You know, I put together a budget in the state of Wisconsin for 15 straight years. And I also put together the largest budget in the federal government. A lot of people think it‘s the Department of Defense, and the Pentagon, but, basically, the Department of Health and Human Services has got a larger budget, except for the war in Iraq, over $600 billion. And I put together that budget four years in a row.

So, people really rely upon people that know how to govern, know how to put together budgets. And that‘s why governors, I think, are individuals that people have more confidence in and more trust in.

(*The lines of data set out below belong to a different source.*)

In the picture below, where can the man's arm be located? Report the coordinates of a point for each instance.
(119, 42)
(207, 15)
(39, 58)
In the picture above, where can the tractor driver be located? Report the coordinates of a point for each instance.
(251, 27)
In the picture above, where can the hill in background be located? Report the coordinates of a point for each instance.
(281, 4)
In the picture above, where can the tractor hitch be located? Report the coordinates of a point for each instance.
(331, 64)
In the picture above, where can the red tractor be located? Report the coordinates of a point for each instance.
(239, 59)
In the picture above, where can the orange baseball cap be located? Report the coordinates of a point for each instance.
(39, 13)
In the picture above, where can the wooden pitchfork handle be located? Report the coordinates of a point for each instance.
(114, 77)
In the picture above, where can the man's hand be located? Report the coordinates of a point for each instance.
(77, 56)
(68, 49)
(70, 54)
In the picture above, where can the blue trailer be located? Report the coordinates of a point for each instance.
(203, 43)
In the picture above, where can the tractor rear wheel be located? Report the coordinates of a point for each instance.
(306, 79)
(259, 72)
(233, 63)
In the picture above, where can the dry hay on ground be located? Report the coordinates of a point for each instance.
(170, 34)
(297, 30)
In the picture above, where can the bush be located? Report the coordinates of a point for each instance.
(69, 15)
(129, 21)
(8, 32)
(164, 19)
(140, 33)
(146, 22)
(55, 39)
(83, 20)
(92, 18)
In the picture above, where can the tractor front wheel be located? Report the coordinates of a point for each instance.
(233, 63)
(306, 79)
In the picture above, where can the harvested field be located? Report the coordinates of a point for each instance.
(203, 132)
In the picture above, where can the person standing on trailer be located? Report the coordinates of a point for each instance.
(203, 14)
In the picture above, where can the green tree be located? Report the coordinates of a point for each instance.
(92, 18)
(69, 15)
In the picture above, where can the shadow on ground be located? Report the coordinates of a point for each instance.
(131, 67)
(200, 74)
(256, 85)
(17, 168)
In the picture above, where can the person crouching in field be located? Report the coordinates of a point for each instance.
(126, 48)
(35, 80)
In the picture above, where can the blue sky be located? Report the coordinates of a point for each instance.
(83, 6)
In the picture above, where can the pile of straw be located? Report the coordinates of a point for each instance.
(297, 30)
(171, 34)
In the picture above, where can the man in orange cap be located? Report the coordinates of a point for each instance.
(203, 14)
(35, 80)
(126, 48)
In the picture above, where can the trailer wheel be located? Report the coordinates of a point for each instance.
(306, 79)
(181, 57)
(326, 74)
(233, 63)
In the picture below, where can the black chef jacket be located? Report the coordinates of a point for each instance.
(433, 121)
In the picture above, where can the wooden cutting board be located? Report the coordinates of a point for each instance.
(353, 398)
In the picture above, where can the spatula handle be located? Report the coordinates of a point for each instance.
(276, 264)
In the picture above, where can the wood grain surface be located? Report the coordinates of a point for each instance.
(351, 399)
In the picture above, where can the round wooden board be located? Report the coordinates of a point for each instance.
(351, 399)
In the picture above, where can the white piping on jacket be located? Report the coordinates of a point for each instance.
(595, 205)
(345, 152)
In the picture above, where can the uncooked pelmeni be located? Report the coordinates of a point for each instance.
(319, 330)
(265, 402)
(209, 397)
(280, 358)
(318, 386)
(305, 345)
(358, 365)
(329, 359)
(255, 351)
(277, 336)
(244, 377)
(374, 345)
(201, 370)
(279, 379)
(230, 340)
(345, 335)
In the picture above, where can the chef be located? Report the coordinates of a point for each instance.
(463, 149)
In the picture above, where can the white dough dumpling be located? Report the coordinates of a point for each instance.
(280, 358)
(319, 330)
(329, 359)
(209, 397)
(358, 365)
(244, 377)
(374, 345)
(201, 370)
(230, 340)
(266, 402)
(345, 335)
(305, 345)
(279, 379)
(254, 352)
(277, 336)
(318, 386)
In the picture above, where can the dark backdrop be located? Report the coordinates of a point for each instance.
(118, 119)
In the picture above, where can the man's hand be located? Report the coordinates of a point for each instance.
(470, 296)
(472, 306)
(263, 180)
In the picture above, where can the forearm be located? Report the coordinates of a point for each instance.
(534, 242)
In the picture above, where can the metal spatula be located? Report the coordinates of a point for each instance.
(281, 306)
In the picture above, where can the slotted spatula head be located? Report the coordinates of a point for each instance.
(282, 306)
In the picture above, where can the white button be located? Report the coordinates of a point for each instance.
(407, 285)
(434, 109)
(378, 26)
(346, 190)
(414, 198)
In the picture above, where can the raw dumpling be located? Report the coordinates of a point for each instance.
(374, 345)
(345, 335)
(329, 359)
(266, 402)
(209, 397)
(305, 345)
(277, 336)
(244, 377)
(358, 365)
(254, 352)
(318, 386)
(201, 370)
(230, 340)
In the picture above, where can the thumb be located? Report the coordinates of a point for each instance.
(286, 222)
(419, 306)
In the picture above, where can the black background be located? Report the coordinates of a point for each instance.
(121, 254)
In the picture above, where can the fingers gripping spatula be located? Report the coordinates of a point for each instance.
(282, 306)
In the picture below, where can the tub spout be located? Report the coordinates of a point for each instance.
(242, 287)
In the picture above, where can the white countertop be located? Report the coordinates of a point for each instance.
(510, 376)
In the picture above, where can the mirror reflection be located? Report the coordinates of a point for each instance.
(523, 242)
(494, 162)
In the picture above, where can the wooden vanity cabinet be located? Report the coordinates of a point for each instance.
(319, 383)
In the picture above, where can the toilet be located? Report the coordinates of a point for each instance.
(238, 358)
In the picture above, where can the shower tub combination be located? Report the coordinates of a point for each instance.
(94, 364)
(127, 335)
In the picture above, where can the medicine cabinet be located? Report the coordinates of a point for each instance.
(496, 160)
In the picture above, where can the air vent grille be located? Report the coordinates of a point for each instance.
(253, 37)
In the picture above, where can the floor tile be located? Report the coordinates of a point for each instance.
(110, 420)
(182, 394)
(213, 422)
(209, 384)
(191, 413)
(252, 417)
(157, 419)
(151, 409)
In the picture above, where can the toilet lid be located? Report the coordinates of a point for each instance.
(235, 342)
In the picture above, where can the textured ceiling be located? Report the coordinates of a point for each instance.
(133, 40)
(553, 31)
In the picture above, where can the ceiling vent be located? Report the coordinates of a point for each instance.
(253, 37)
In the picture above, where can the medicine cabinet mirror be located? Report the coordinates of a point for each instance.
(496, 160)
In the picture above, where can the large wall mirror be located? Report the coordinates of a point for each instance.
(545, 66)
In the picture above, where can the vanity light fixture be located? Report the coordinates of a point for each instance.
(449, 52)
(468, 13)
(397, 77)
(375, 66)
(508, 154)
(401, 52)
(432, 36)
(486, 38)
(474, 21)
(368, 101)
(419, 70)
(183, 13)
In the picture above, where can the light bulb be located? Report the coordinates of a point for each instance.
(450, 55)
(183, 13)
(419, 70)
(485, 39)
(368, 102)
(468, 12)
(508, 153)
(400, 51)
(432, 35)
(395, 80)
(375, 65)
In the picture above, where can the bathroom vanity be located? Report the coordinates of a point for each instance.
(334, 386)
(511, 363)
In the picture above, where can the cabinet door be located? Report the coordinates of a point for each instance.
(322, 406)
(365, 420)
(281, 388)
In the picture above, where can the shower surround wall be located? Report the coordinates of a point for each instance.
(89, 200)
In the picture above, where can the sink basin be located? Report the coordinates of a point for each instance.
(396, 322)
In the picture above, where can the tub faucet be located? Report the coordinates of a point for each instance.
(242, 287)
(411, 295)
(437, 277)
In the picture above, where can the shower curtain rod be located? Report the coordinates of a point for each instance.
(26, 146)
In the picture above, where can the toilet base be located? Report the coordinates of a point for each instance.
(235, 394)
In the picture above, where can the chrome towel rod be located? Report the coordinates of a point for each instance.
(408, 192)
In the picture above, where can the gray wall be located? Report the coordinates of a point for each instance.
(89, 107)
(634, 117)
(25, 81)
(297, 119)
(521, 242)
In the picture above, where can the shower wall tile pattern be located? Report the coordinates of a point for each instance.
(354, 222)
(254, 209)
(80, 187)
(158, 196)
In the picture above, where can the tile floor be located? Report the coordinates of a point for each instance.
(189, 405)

MATTHEWS: Speaking of the Irish, the latest betting in Ireland, which is the only place you can bet on American elections right now—I—I check it almost every week...



MATTHEWS: ... has the Democrats with an advantage, generically, in other words, not knowing who their candidates are going to be. The Democrats have an advantage of about 56 percent.

Why do think you can offset that sort of historic edge for the Democrats this time around? It is sort of their turn coming up. How can you offset that trend?

THOMPSON: Well, I think the only way that a Republican can win in 2008 is carry the Upper Midwestern states, Michigan, Wisconsin, Minnesota, and Iowa. And I think I am by far the strongest candidate to carry those four states. And I don‘t think...

MATTHEWS: You can beat Hillary in—you know, you‘re speaking my language. I agree with you. That is the vulnerability of a Hillary campaign.

THOMPSON: That is right.

MATTHEWS: Michigan, Ohio, those states in the industrial Midwest, they‘re sort of—well, I think they are macho states. They are gun owner states. They may not like people like Hillary.

But you tell it your way. Why would you do better up there than Hillary?

THOMPSON: Well, I think there is no question about it, because you just got done saying it.

These are states that are progressive, but they are also states that look forward to making sure that people rely upon each other, have a strong work ethics. That is why welfare reform was so favorably received in this particular area. That is why private school choices—that‘s why people like the fact that we talk about fiscal conservatism. I just think the values, the ethics, the work ethics are the kinds of things that I—I represent in the Upper Midwest. And I think...


MATTHEWS: Is Hillary Clinton vulnerable on the Second Amendment?

THOMPSON: I think she is. I think most Democrats are, but especially Hillary. I think the Second Amendment are individuals that really believe in gun rights. And those individuals usually will vote for Republicans, especially somebody like myself, that is a hunter.

MATTHEWS: And Hillary is not a hunter?

THOMPSON: I don‘t think so, but I‘m not sure.

MATTHEWS: But you said she is especially vulnerable on the Second Amendment. How so?

THOMPSON: Well, I think most gun owners are quite suspicious of—of Democrats in general, as far as being gun owners. And they are also very suspicious, I think, of Mrs. Clinton.

And that is a problem I think she is going to have to overcome, if she is going to get elected president of the United States. But I think people in the Upper Midwest—I ride a motorcycle. I hunt. I fish. That are the kind of values and the kind of things...


THOMPSON: ... that people, you know, really relate to.

MATTHEWS: I think you are on to something up there. Well, you know that area better than I do. I just sense it up there.

Anyway, thank you very much, Governor Tommy Thompson, running for president...

THOMPSON: Thank you.

MATTHEWS: ... running for the Republican nomination.